Grimes Caris, Chin Diana, Bailey Catherine, Gergely Szabolcs, Harris Adrian
Department of Laparoscopic Surgery, Hinchingbrooke Hospital, Huntingdon, UK.
Ann R Coll Surg Engl. 2010 Jan;92(1):61-4. doi: 10.1308/003588410X12518836439524.
There is debate over whether a normal-looking appendix should be removed at diagnostic laparoscopy performed for right iliac fossa (RIF) pain. Faecaliths are associated with appendicitis. This study assessed whether there was an association between the removal of normal appendices containing faecaliths and improvement of symptoms.
Analysis of the histology database for all appendicectomies during 2003-2007 with normal histology, noting presence of a faecalith. Retrospective study using a telephone questionnaire for frequency/duration of pre-operative symptoms, postoperative symptom recurrence, re-admission rates and complications. The faecalith-positive (f(+)) group was compared to a similar control group of patients who had a normal appendix removed which did not contain a faecalith (f(-)). RESULTS Out of 203 appendicectomies performed with normal histology, 26 (13%) were f(+). Of these, 21 responded to the questionnaire. Thirty-one consecutive patients with normal histology and no faecalith were identified. A similar proportion in each group presented with three or more episodes of pain prior to appendicectomy (38% f(+); 39% control). Only one (5%) of the f(+) patients had recurring symptoms after the operation, compared with 14 (48%) of the control group (P = 0.0016). Only one (5%) of the f(+) patients underwent further investigations, compared with 11 (36%) of the control group (P < 0.02).
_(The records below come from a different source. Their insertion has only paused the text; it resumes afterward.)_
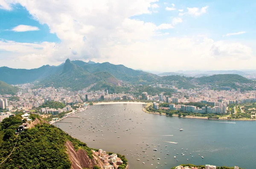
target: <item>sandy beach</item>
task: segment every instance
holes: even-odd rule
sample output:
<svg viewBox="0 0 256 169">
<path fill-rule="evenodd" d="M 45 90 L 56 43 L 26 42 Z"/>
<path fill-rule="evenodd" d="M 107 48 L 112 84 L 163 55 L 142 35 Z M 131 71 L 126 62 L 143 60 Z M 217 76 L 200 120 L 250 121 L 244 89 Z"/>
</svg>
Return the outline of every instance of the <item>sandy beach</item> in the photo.
<svg viewBox="0 0 256 169">
<path fill-rule="evenodd" d="M 94 105 L 99 105 L 99 104 L 146 104 L 146 103 L 145 102 L 130 102 L 130 101 L 120 101 L 120 102 L 99 102 L 99 103 L 93 103 Z"/>
</svg>

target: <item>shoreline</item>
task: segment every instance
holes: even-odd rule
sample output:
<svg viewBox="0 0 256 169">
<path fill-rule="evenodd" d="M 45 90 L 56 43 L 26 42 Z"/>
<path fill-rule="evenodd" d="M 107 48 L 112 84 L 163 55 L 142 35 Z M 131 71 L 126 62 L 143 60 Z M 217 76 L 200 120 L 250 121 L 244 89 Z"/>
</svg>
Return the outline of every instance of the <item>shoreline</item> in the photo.
<svg viewBox="0 0 256 169">
<path fill-rule="evenodd" d="M 119 101 L 119 102 L 102 102 L 93 103 L 93 105 L 98 105 L 102 104 L 146 104 L 147 103 L 145 102 L 131 102 L 131 101 Z"/>
<path fill-rule="evenodd" d="M 165 113 L 162 113 L 160 114 L 159 113 L 154 113 L 153 112 L 149 112 L 146 110 L 146 107 L 149 106 L 149 104 L 148 104 L 148 105 L 145 106 L 144 108 L 142 109 L 142 111 L 145 112 L 146 113 L 148 114 L 153 114 L 154 115 L 166 115 Z M 172 116 L 173 117 L 178 117 L 178 115 L 173 114 L 172 115 Z M 180 118 L 197 118 L 199 119 L 205 119 L 208 120 L 225 120 L 225 121 L 256 121 L 256 119 L 225 119 L 225 118 L 221 118 L 221 117 L 220 117 L 219 119 L 208 119 L 208 117 L 199 117 L 199 116 L 186 116 L 185 117 L 180 117 Z"/>
</svg>

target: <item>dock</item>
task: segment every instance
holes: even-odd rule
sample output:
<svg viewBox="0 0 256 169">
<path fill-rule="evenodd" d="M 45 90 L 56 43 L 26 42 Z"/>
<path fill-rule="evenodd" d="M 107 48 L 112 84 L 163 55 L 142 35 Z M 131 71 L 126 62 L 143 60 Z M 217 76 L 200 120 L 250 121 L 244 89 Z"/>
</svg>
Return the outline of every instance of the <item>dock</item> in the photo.
<svg viewBox="0 0 256 169">
<path fill-rule="evenodd" d="M 72 123 L 73 121 L 56 121 L 58 123 Z"/>
</svg>

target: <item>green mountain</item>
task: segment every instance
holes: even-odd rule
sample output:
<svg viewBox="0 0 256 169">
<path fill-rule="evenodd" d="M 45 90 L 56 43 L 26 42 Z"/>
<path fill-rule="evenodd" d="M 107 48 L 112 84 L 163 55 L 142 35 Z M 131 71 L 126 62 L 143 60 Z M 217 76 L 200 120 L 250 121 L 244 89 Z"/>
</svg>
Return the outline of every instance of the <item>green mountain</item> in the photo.
<svg viewBox="0 0 256 169">
<path fill-rule="evenodd" d="M 92 84 L 99 82 L 105 82 L 119 86 L 121 82 L 110 73 L 96 72 L 90 73 L 78 65 L 67 59 L 63 69 L 49 75 L 41 80 L 40 85 L 55 87 L 71 88 L 72 90 L 81 90 Z"/>
<path fill-rule="evenodd" d="M 252 90 L 255 89 L 255 83 L 252 80 L 236 74 L 215 74 L 208 77 L 202 77 L 196 79 L 198 84 L 210 84 L 218 87 L 230 87 L 242 90 Z"/>
<path fill-rule="evenodd" d="M 143 81 L 151 81 L 158 77 L 151 73 L 128 68 L 122 65 L 116 65 L 108 62 L 92 64 L 81 60 L 74 60 L 72 63 L 89 73 L 108 72 L 118 79 L 133 84 L 139 83 Z"/>
<path fill-rule="evenodd" d="M 51 66 L 49 65 L 43 66 L 39 68 L 32 69 L 1 67 L 0 67 L 0 80 L 11 84 L 33 82 L 55 73 L 59 69 L 58 66 Z"/>
<path fill-rule="evenodd" d="M 15 95 L 18 92 L 18 88 L 13 86 L 5 82 L 0 81 L 0 94 Z"/>
<path fill-rule="evenodd" d="M 163 83 L 165 84 L 173 85 L 180 89 L 193 89 L 196 87 L 192 80 L 194 78 L 192 77 L 186 77 L 178 75 L 163 76 L 158 79 L 158 83 Z"/>
<path fill-rule="evenodd" d="M 0 169 L 93 169 L 97 165 L 92 149 L 86 144 L 47 123 L 38 115 L 32 115 L 30 118 L 30 129 L 19 135 L 15 131 L 23 122 L 20 115 L 1 123 Z"/>
</svg>

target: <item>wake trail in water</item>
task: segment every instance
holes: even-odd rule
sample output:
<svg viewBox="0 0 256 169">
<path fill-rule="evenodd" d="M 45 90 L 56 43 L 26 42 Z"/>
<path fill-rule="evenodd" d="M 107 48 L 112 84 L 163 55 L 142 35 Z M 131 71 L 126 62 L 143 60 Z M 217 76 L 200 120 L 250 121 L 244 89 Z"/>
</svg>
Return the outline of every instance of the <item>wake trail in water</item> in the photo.
<svg viewBox="0 0 256 169">
<path fill-rule="evenodd" d="M 212 123 L 230 123 L 232 124 L 236 124 L 236 122 L 224 122 L 222 121 L 212 121 Z"/>
<path fill-rule="evenodd" d="M 164 142 L 166 143 L 172 143 L 173 144 L 177 144 L 178 143 L 176 143 L 176 142 L 173 142 L 172 141 L 164 141 Z"/>
</svg>

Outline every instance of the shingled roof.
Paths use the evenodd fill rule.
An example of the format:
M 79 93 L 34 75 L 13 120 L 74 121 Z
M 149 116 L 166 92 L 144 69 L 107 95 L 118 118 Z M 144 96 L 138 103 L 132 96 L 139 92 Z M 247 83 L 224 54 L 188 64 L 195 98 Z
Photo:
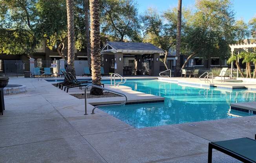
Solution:
M 108 42 L 102 52 L 123 53 L 162 53 L 162 49 L 150 43 L 142 42 Z

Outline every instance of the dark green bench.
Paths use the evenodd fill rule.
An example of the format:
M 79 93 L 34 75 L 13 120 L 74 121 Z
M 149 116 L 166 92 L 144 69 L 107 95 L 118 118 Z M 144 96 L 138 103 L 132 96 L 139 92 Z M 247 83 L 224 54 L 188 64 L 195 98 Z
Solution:
M 256 163 L 256 135 L 255 139 L 244 138 L 209 143 L 208 163 L 212 163 L 212 149 L 244 163 Z

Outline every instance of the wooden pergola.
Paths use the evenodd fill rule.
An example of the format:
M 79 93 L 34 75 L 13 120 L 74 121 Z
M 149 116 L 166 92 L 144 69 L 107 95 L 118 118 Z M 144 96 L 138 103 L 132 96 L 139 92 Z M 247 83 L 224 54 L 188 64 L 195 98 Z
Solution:
M 237 51 L 238 54 L 240 53 L 241 49 L 243 49 L 245 51 L 248 51 L 249 48 L 252 48 L 253 47 L 256 47 L 256 43 L 253 42 L 252 43 L 240 43 L 236 44 L 229 45 L 229 47 L 231 49 L 231 55 L 234 54 L 234 53 L 235 51 Z M 239 62 L 239 60 L 238 61 Z M 231 74 L 232 74 L 233 73 L 233 62 L 231 64 Z

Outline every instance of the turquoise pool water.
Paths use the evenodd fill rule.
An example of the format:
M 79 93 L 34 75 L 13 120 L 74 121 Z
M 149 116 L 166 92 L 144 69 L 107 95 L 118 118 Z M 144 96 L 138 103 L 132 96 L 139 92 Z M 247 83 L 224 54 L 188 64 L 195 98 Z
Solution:
M 245 89 L 207 90 L 155 80 L 128 80 L 124 85 L 133 90 L 165 98 L 162 103 L 100 107 L 136 128 L 248 116 L 248 113 L 229 110 L 229 104 L 254 101 L 256 96 Z

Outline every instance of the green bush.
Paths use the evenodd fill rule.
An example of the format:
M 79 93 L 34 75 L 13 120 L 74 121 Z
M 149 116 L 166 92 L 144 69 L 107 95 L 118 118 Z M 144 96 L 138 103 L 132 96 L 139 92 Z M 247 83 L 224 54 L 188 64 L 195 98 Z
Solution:
M 212 72 L 214 76 L 219 76 L 221 69 L 217 68 L 214 68 L 211 69 L 211 72 Z

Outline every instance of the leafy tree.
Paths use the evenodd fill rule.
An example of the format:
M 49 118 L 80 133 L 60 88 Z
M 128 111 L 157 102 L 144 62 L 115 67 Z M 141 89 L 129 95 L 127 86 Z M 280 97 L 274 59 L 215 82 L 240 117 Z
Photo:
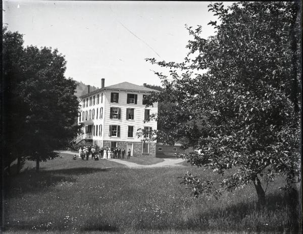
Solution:
M 282 175 L 289 188 L 299 180 L 299 8 L 296 2 L 209 8 L 218 18 L 209 24 L 216 35 L 204 39 L 200 26 L 187 27 L 193 39 L 184 61 L 146 60 L 171 69 L 169 79 L 156 73 L 165 90 L 152 101 L 175 104 L 167 116 L 152 116 L 167 127 L 155 137 L 170 144 L 186 137 L 185 146 L 197 143 L 200 153 L 181 156 L 223 176 L 216 184 L 187 174 L 195 196 L 216 197 L 252 183 L 263 203 L 262 183 Z M 226 173 L 231 168 L 233 174 Z
M 6 155 L 16 154 L 35 160 L 38 171 L 39 162 L 57 157 L 54 150 L 76 133 L 77 126 L 73 126 L 79 105 L 74 95 L 76 85 L 64 77 L 66 62 L 58 50 L 33 46 L 22 49 L 22 35 L 18 32 L 5 30 L 3 37 L 10 58 L 4 67 L 5 80 L 10 81 L 5 89 L 5 125 L 9 126 L 5 135 Z M 20 56 L 12 54 L 16 37 Z M 10 73 L 11 66 L 17 71 L 15 74 Z

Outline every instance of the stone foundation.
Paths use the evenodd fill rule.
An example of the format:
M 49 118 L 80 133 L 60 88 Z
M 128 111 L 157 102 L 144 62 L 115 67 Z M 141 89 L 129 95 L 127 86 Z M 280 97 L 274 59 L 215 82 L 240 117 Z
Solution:
M 131 141 L 116 141 L 117 142 L 117 147 L 122 149 L 123 148 L 125 149 L 126 151 L 127 144 L 127 143 L 131 143 L 133 144 L 133 156 L 152 156 L 156 157 L 156 142 L 148 142 L 148 154 L 142 154 L 142 143 L 140 141 L 137 142 L 131 142 Z M 112 141 L 103 141 L 103 148 L 109 147 L 111 148 L 111 142 Z M 102 143 L 100 145 L 102 145 Z

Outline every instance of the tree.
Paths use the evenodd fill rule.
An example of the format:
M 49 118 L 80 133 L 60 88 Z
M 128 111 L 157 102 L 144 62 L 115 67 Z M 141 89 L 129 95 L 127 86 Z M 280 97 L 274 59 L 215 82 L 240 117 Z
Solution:
M 21 35 L 5 30 L 3 37 L 8 39 L 4 48 L 10 48 L 7 41 L 14 41 L 14 35 L 22 45 Z M 66 62 L 57 49 L 33 46 L 20 49 L 22 55 L 17 57 L 8 49 L 11 64 L 4 67 L 5 79 L 9 81 L 5 89 L 5 153 L 35 160 L 38 171 L 39 162 L 57 157 L 54 150 L 76 133 L 77 126 L 73 126 L 79 105 L 74 95 L 76 85 L 64 77 Z M 9 72 L 11 65 L 16 74 Z
M 169 128 L 155 138 L 169 144 L 186 137 L 185 147 L 197 143 L 200 154 L 181 156 L 224 176 L 217 184 L 187 174 L 184 183 L 195 196 L 217 197 L 252 183 L 264 203 L 262 183 L 282 174 L 290 188 L 299 180 L 299 7 L 242 2 L 209 8 L 218 18 L 209 24 L 216 35 L 206 39 L 200 26 L 187 27 L 193 39 L 184 61 L 146 59 L 171 69 L 170 79 L 156 73 L 165 90 L 153 93 L 152 102 L 176 104 L 171 114 L 158 118 Z M 233 174 L 225 173 L 233 167 Z

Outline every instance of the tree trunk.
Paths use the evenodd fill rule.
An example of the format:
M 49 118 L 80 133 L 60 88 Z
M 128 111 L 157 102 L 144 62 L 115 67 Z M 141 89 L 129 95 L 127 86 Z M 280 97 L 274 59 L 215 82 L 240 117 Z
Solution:
M 252 183 L 257 191 L 258 203 L 261 205 L 264 205 L 265 204 L 265 192 L 258 177 L 256 176 L 253 179 Z
M 9 163 L 9 164 L 8 165 L 8 169 L 7 170 L 7 173 L 8 175 L 9 175 L 11 174 L 11 163 Z
M 19 174 L 20 172 L 21 167 L 21 157 L 19 156 L 17 161 L 17 173 Z
M 39 155 L 37 155 L 36 157 L 36 172 L 39 172 L 39 165 L 40 163 L 40 156 Z

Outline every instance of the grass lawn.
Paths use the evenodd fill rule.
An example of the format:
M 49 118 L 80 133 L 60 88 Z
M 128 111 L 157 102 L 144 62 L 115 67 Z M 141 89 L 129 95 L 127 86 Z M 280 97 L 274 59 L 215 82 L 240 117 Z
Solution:
M 268 204 L 259 208 L 251 186 L 216 200 L 192 197 L 180 184 L 188 170 L 219 179 L 210 170 L 132 169 L 72 158 L 64 155 L 41 163 L 39 173 L 29 167 L 8 178 L 5 233 L 299 233 L 299 205 L 277 190 L 283 178 L 269 184 Z
M 119 160 L 134 162 L 140 165 L 152 165 L 164 161 L 162 158 L 155 157 L 131 157 L 129 159 L 127 158 L 119 158 Z

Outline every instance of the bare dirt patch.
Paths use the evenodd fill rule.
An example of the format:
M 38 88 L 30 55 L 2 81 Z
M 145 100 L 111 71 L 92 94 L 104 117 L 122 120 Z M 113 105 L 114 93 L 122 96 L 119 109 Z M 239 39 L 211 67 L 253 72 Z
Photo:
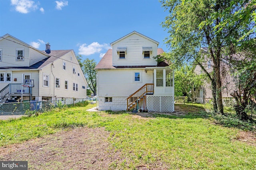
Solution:
M 108 169 L 121 161 L 104 128 L 77 128 L 0 150 L 0 160 L 28 161 L 30 169 Z M 113 163 L 114 162 L 114 163 Z

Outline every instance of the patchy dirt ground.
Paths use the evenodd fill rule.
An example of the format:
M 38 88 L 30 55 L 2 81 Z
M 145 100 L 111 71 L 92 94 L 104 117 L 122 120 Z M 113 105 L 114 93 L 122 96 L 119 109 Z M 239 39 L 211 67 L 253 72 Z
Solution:
M 104 128 L 77 128 L 1 148 L 0 160 L 28 161 L 30 169 L 108 169 L 120 153 Z
M 175 112 L 164 114 L 183 115 L 192 109 L 184 109 L 176 106 Z M 153 119 L 156 113 L 132 113 L 138 118 Z M 64 130 L 22 144 L 2 147 L 0 160 L 28 161 L 29 169 L 33 170 L 116 169 L 116 165 L 129 158 L 124 158 L 120 152 L 111 149 L 107 141 L 110 135 L 104 128 L 79 127 Z M 255 133 L 241 131 L 234 140 L 256 146 Z M 150 169 L 149 167 L 152 170 L 167 169 L 160 160 L 136 168 L 142 170 Z

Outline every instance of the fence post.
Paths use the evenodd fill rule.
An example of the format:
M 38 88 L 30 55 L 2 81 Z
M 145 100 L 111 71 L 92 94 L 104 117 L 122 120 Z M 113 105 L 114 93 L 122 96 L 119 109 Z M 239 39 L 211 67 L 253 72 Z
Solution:
M 75 106 L 75 98 L 73 98 L 73 106 Z

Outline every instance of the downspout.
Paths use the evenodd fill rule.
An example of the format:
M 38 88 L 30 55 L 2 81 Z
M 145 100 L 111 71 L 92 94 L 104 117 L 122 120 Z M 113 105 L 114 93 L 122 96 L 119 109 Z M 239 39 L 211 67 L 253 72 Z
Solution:
M 55 97 L 55 101 L 56 100 L 56 96 L 55 96 L 55 88 L 54 87 L 54 75 L 53 74 L 53 73 L 52 72 L 52 66 L 53 66 L 53 68 L 54 68 L 54 65 L 53 65 L 53 62 L 52 62 L 52 76 L 53 76 L 53 82 L 54 82 L 54 84 L 53 84 L 53 96 Z M 50 85 L 50 82 L 49 82 L 49 85 Z M 51 88 L 50 86 L 50 89 Z
M 98 110 L 98 104 L 99 104 L 99 95 L 98 95 L 98 90 L 99 90 L 99 86 L 98 86 L 98 84 L 99 84 L 98 83 L 98 72 L 97 72 L 97 76 L 96 76 L 96 86 L 97 86 L 97 92 L 96 93 L 96 95 L 97 96 L 97 98 L 96 98 L 96 107 L 97 108 L 97 110 Z

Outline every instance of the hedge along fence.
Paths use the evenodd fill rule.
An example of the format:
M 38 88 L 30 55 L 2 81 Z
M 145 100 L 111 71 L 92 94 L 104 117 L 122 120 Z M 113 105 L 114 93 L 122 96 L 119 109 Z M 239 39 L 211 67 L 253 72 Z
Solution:
M 79 102 L 88 100 L 86 98 L 66 98 L 56 100 L 30 101 L 0 104 L 0 119 L 16 118 L 24 115 L 29 116 L 64 106 L 74 106 Z

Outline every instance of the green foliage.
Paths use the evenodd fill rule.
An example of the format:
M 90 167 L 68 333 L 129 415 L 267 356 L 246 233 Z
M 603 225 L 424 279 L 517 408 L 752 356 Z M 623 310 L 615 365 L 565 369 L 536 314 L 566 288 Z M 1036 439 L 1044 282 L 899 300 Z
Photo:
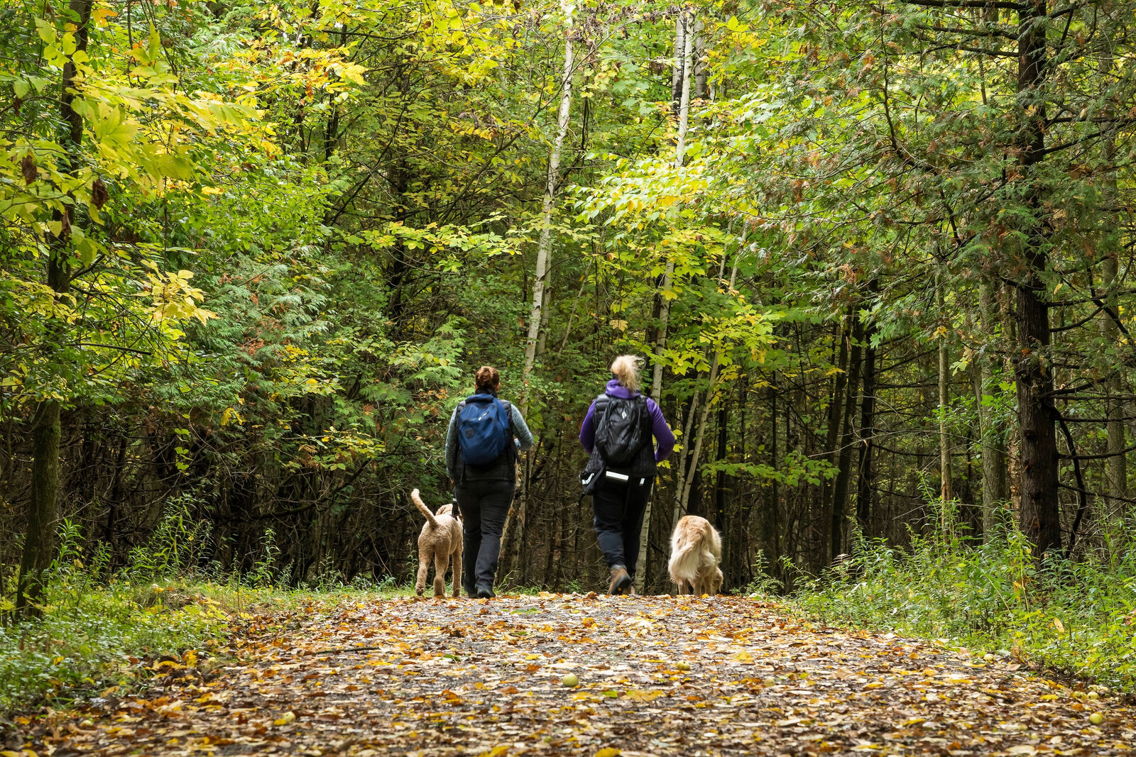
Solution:
M 1136 690 L 1136 533 L 1108 524 L 1105 545 L 1079 561 L 1038 563 L 1012 524 L 976 544 L 947 529 L 912 536 L 911 552 L 884 540 L 855 552 L 792 595 L 830 623 L 888 629 Z

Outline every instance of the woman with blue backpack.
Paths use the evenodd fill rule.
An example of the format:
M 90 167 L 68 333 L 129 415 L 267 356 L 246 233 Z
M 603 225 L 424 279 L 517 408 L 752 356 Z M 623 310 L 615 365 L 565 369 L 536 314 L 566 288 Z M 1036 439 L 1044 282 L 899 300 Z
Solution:
M 533 434 L 517 406 L 498 398 L 501 373 L 482 365 L 476 390 L 461 401 L 445 435 L 445 471 L 461 512 L 461 582 L 470 597 L 493 597 L 501 530 L 517 487 L 517 451 Z
M 638 371 L 635 355 L 616 358 L 612 379 L 587 409 L 579 429 L 579 441 L 591 454 L 580 483 L 584 494 L 592 495 L 595 540 L 611 571 L 608 594 L 633 590 L 655 465 L 675 448 L 675 435 L 659 405 L 638 390 Z

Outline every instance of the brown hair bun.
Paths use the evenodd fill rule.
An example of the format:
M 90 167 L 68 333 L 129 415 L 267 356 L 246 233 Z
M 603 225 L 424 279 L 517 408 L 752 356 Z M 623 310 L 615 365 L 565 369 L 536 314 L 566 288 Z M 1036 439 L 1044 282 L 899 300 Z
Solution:
M 492 365 L 482 365 L 474 373 L 474 384 L 477 386 L 477 390 L 483 389 L 495 389 L 501 385 L 501 371 L 493 368 Z

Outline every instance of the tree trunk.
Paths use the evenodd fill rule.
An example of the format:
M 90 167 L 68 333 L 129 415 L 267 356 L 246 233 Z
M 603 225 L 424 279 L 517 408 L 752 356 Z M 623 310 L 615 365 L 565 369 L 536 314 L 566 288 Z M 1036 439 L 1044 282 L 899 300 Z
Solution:
M 872 537 L 869 523 L 876 444 L 876 348 L 871 345 L 875 331 L 875 326 L 864 330 L 863 399 L 860 403 L 860 457 L 857 465 L 855 520 L 864 538 Z
M 702 36 L 702 19 L 694 19 L 694 99 L 705 100 L 707 98 L 707 45 Z
M 571 110 L 571 75 L 573 75 L 573 49 L 571 28 L 573 6 L 568 0 L 561 0 L 560 9 L 565 15 L 565 66 L 563 75 L 560 78 L 560 111 L 557 116 L 557 135 L 552 141 L 552 149 L 549 151 L 549 174 L 544 187 L 543 221 L 541 222 L 541 238 L 536 245 L 536 271 L 533 278 L 533 309 L 528 317 L 528 338 L 525 343 L 525 372 L 524 390 L 521 394 L 521 411 L 528 410 L 529 392 L 528 379 L 536 362 L 537 343 L 541 339 L 541 323 L 543 321 L 544 305 L 548 302 L 546 292 L 549 269 L 552 261 L 552 211 L 556 209 L 557 185 L 560 180 L 560 152 L 563 149 L 565 136 L 568 134 L 568 117 Z
M 678 142 L 675 145 L 675 168 L 683 167 L 683 153 L 686 151 L 686 128 L 690 121 L 691 113 L 691 47 L 693 43 L 693 34 L 687 34 L 686 28 L 690 25 L 690 16 L 686 11 L 678 18 L 678 32 L 675 35 L 675 57 L 676 57 L 676 69 L 677 75 L 680 81 L 677 83 L 679 90 L 678 96 Z M 682 43 L 683 57 L 682 62 L 678 64 L 678 44 Z M 667 269 L 662 276 L 662 292 L 661 301 L 659 302 L 659 331 L 655 334 L 655 345 L 654 345 L 654 370 L 651 373 L 651 396 L 655 402 L 660 399 L 660 393 L 662 392 L 662 353 L 667 348 L 667 328 L 670 325 L 670 298 L 667 294 L 674 284 L 675 278 L 675 259 L 674 255 L 669 256 L 667 260 Z M 686 440 L 684 439 L 685 444 Z
M 975 372 L 975 403 L 978 406 L 978 435 L 983 457 L 983 541 L 989 541 L 997 529 L 997 511 L 1005 502 L 1005 453 L 1000 444 L 1000 434 L 994 420 L 994 409 L 983 402 L 993 380 L 994 352 L 994 285 L 984 279 L 979 284 L 978 308 L 982 317 L 982 329 L 985 347 L 978 356 L 978 370 Z
M 852 334 L 849 348 L 849 380 L 844 397 L 844 430 L 841 434 L 841 452 L 837 457 L 836 483 L 833 486 L 833 510 L 828 542 L 828 557 L 836 562 L 844 546 L 844 520 L 847 513 L 849 483 L 852 479 L 852 432 L 855 414 L 855 398 L 860 390 L 860 353 L 863 344 L 863 321 L 860 313 L 852 311 Z
M 935 281 L 935 301 L 938 303 L 938 317 L 945 319 L 946 308 L 943 302 L 943 272 L 939 271 Z M 939 497 L 943 499 L 943 513 L 946 513 L 946 503 L 953 499 L 951 490 L 951 436 L 947 432 L 947 411 L 951 405 L 950 397 L 950 371 L 951 353 L 946 345 L 946 326 L 939 326 L 938 336 L 938 474 L 939 474 Z M 947 525 L 944 521 L 943 525 Z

None of the f(+) patients were re-admitted, compared to 19% of the control population. There were no significant postoperative complications in either group.
Appendiceal faecaliths may be a cause of right iliac fossa pain in the absence of obvious appendiceal inflammation. In this study, the policy of routine removal of a normal-looking appendix at laparoscopy in the absence of any other obvious pathology appeared to be an effective treatment for recurrent symptoms in those cases with a faecalith. Further studies are needed to assess this putative association.
对于因右下腹(RIF)疼痛而行诊断性腹腔镜检查时,外观正常的阑尾是否应予以切除存在争议。粪石与阑尾炎相关。本研究评估了切除含有粪石的正常阑尾与症状改善之间是否存在关联。
分析2003年至2007年间所有组织学正常的阑尾切除术的组织学数据库,记录粪石的存在情况。采用电话问卷进行回顾性研究,了解术前症状的频率/持续时间、术后症状复发情况、再次入院率及并发症。将粪石阳性(f(+))组与切除了不含粪石的正常阑尾的类似对照组(f(-))进行比较。结果在203例组织学正常的阑尾切除术中,26例(13%)为f(+)。其中21例回复了问卷。确定了31例连续的组织学正常且无粪石的患者。每组中相似比例的患者在阑尾切除术前出现三次或更多次疼痛发作(f(+)组为38%;对照组为39%)。f(+)组患者术后仅有1例(5%)出现症状复发,而对照组为14例(48%)(P = 0.0016)。f(+)组患者仅有1例(5%)接受了进一步检查,而对照组为11例(36%)(P < 0.02)。f(+)组患者均未再次入院,而对照组的再次入院率为19%。两组术后均无显著并发症。
阑尾粪石可能是在无明显阑尾炎症情况下右下腹疼痛的一个原因。在本研究中,在无任何其他明显病变时,腹腔镜下常规切除外观正常的阑尾这一策略似乎是治疗那些有粪石病例中复发性症状的有效方法。需要进一步研究来评估这种假定的关联。